« All posts

Inside LLM 'private thoughts': J-Space isn't consciousness, it's control

Researchers spot J-Space, an internal workspace in transformers guiding reasoning. Not consciousness, but a practical clue for AI developers and safety.

New analyses suggest large language models contain a small, relatively organized internal region that temporarily holds concepts and shapes the reasoning chain — dubbed J-Space, evoking cognitive science's Global Workspace Theory. This isn't evidence of consciousness, but rather an emergent control and planning mechanism that arises spontaneously during training.

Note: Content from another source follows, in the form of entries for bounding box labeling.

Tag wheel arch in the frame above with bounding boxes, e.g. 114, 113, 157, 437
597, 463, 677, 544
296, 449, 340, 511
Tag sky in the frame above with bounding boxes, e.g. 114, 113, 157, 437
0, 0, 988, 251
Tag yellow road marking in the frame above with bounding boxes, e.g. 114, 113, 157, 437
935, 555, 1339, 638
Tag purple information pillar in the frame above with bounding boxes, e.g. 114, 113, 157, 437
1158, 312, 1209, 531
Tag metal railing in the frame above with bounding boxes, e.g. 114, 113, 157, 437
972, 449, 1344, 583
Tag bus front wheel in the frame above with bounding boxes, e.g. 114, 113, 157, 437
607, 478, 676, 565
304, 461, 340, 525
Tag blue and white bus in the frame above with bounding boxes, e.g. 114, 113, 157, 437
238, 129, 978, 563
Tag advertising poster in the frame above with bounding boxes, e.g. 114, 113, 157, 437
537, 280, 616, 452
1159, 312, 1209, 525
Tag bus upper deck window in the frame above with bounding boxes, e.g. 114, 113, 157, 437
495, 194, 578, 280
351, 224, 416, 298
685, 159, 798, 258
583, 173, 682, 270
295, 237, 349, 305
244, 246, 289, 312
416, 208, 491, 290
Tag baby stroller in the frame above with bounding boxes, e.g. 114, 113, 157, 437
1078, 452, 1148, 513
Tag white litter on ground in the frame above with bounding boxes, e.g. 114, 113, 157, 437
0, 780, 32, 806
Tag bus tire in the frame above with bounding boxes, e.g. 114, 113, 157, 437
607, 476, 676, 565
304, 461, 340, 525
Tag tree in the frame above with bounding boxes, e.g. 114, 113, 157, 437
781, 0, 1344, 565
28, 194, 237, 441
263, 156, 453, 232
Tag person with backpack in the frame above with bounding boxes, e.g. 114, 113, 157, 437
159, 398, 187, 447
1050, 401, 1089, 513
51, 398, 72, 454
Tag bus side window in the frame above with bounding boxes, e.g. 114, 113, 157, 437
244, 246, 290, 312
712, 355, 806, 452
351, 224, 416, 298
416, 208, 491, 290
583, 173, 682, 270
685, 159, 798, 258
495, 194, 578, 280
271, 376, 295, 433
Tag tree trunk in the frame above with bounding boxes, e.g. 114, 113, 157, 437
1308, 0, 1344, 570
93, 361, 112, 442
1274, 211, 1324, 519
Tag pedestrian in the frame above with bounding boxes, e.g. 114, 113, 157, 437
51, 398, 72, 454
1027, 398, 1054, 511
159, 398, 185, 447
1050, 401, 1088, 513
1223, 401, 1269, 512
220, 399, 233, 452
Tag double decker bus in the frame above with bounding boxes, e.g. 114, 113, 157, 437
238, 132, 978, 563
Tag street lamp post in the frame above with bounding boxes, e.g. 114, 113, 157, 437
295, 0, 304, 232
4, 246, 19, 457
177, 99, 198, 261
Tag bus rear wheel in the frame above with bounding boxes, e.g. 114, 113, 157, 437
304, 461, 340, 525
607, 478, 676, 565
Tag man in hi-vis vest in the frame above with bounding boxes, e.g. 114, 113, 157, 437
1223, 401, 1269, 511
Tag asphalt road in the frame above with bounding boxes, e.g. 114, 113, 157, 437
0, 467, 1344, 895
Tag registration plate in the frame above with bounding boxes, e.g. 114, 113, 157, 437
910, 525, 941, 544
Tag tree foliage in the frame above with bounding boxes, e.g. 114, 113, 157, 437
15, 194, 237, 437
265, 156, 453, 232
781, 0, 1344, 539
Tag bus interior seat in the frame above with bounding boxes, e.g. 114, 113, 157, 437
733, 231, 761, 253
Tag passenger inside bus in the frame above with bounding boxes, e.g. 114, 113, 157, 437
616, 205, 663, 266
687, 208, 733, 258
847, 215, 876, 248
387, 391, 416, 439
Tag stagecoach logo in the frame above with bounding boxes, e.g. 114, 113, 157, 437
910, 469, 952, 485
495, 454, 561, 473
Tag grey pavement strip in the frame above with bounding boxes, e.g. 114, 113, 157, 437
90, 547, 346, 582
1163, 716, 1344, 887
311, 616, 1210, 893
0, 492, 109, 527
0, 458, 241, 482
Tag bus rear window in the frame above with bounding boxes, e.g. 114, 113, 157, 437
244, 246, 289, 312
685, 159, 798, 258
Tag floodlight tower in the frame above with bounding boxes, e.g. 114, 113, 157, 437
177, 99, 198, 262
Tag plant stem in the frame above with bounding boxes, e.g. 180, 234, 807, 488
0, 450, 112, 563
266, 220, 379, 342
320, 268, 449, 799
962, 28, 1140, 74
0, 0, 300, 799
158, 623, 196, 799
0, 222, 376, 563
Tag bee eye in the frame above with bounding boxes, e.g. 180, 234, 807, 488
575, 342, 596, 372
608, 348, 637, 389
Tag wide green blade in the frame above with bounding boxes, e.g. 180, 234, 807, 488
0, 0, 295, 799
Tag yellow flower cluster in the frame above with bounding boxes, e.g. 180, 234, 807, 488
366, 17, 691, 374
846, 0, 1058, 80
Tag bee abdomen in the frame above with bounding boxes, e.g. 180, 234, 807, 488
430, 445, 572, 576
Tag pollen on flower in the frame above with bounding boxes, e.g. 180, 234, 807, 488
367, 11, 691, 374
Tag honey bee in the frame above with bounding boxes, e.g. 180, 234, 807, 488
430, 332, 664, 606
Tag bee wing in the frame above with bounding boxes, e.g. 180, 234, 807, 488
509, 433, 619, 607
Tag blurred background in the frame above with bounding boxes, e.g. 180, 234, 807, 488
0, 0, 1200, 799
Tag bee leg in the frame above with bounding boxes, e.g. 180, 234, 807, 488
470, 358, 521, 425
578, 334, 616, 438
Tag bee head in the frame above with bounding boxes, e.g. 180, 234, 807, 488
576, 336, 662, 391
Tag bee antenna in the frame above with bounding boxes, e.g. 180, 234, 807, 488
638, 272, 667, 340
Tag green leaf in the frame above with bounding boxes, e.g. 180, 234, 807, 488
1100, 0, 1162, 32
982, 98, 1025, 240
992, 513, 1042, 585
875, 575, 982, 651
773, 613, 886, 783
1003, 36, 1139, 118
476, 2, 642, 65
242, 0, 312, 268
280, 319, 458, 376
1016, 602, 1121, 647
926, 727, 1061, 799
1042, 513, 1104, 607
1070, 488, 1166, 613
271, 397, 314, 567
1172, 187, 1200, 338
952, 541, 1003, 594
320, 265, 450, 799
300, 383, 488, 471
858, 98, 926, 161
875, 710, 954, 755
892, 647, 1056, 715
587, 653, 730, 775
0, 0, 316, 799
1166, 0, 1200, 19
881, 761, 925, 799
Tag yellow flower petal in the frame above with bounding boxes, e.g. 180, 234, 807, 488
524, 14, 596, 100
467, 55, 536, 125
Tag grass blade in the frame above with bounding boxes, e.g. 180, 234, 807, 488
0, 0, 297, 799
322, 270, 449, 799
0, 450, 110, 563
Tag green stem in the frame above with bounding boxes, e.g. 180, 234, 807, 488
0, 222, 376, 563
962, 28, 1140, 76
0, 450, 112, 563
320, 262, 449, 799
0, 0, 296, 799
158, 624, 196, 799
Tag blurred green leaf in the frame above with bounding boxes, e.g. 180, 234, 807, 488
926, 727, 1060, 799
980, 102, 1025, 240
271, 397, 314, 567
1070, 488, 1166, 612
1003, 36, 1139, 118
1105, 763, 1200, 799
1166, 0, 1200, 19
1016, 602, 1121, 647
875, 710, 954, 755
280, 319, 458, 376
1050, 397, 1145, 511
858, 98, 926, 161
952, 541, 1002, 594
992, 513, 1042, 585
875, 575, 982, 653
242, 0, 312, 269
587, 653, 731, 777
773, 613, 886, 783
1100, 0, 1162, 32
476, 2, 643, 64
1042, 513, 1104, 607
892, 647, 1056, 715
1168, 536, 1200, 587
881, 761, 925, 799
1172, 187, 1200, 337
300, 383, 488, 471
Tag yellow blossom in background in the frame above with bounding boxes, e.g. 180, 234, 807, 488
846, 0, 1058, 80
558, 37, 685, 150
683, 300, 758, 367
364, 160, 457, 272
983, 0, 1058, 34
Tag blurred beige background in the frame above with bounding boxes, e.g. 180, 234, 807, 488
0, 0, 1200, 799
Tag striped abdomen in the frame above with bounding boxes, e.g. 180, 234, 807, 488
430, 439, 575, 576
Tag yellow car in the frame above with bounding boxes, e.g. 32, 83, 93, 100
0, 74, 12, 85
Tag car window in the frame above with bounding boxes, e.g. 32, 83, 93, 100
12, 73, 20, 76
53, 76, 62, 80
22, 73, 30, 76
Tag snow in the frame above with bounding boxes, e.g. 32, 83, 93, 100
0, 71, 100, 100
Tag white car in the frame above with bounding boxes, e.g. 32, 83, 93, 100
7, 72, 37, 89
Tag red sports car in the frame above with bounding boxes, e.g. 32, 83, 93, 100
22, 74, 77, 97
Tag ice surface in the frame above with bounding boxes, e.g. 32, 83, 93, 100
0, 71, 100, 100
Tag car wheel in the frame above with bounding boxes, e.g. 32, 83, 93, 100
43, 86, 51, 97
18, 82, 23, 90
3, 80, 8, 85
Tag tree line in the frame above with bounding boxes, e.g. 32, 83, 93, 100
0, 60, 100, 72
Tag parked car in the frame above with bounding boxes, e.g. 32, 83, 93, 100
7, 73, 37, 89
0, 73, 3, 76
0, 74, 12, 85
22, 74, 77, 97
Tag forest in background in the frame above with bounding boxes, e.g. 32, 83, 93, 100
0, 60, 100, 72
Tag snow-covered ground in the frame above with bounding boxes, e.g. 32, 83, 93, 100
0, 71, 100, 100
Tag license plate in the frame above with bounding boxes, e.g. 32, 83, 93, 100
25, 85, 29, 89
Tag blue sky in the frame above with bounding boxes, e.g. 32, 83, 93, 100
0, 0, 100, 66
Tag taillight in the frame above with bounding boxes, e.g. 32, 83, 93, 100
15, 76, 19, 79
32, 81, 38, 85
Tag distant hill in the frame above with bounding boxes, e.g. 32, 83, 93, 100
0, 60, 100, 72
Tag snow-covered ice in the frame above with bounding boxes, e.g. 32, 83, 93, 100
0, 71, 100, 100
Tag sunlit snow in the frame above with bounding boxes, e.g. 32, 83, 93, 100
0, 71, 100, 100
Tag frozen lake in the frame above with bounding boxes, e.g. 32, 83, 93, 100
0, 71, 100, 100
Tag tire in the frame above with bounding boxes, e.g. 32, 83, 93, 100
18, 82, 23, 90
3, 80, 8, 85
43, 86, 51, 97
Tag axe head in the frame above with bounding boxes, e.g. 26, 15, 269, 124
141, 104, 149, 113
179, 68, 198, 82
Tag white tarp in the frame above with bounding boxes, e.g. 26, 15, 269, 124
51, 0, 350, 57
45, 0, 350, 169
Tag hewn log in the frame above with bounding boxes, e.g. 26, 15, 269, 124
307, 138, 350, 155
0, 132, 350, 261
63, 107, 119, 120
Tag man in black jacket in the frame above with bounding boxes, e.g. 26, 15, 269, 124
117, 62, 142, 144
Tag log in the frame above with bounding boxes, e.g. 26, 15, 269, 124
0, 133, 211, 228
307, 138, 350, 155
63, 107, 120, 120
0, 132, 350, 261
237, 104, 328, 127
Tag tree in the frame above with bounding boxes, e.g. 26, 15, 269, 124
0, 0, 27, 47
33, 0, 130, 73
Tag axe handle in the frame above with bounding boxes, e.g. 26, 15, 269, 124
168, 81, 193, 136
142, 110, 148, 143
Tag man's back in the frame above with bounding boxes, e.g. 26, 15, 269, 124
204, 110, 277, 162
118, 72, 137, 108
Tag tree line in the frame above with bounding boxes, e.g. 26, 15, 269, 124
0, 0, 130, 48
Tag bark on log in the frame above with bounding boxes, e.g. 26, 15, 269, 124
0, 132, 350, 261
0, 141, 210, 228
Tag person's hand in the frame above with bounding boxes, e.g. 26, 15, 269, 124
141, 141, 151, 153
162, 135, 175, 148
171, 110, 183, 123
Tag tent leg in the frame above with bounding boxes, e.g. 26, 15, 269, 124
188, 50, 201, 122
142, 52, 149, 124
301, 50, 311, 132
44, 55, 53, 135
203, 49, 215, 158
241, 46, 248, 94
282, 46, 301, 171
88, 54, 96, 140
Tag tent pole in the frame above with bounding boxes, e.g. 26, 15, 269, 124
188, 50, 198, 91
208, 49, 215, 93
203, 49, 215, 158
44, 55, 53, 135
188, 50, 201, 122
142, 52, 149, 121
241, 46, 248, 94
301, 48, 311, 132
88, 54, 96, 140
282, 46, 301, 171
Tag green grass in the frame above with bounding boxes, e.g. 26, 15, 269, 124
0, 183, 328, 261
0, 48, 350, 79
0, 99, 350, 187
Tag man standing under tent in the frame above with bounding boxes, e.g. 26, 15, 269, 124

Experiments show that swapping an active concept in this workspace (say, 'spider' for 'ant') without touching the prompt or output changes the model's downstream reasoning accordingly. Similarly, relabeling a detected language can make the model misidentify it while still generating flawless text in the original language — suggesting meta-judgment and surface generation run through separate pathways.

The most striking finding: disabling this internal region lets the model keep talking fluently and confidently while losing much of its reasoning capability. That's a critical warning for builders — fluency is not a reliable signal of correctness. Teams should instrument for process, not just output: testing robustness against misleading premises and evaluating automatic fluency separately from deliberative reasoning.

The discovery also points to a new attack surface for safety and alignment: manipulating internal representations could become a threat class beyond classic prompt injection. Overall, this is less about consciousness and more about concrete tools for interpretability, alignment, and evaluation of AI systems.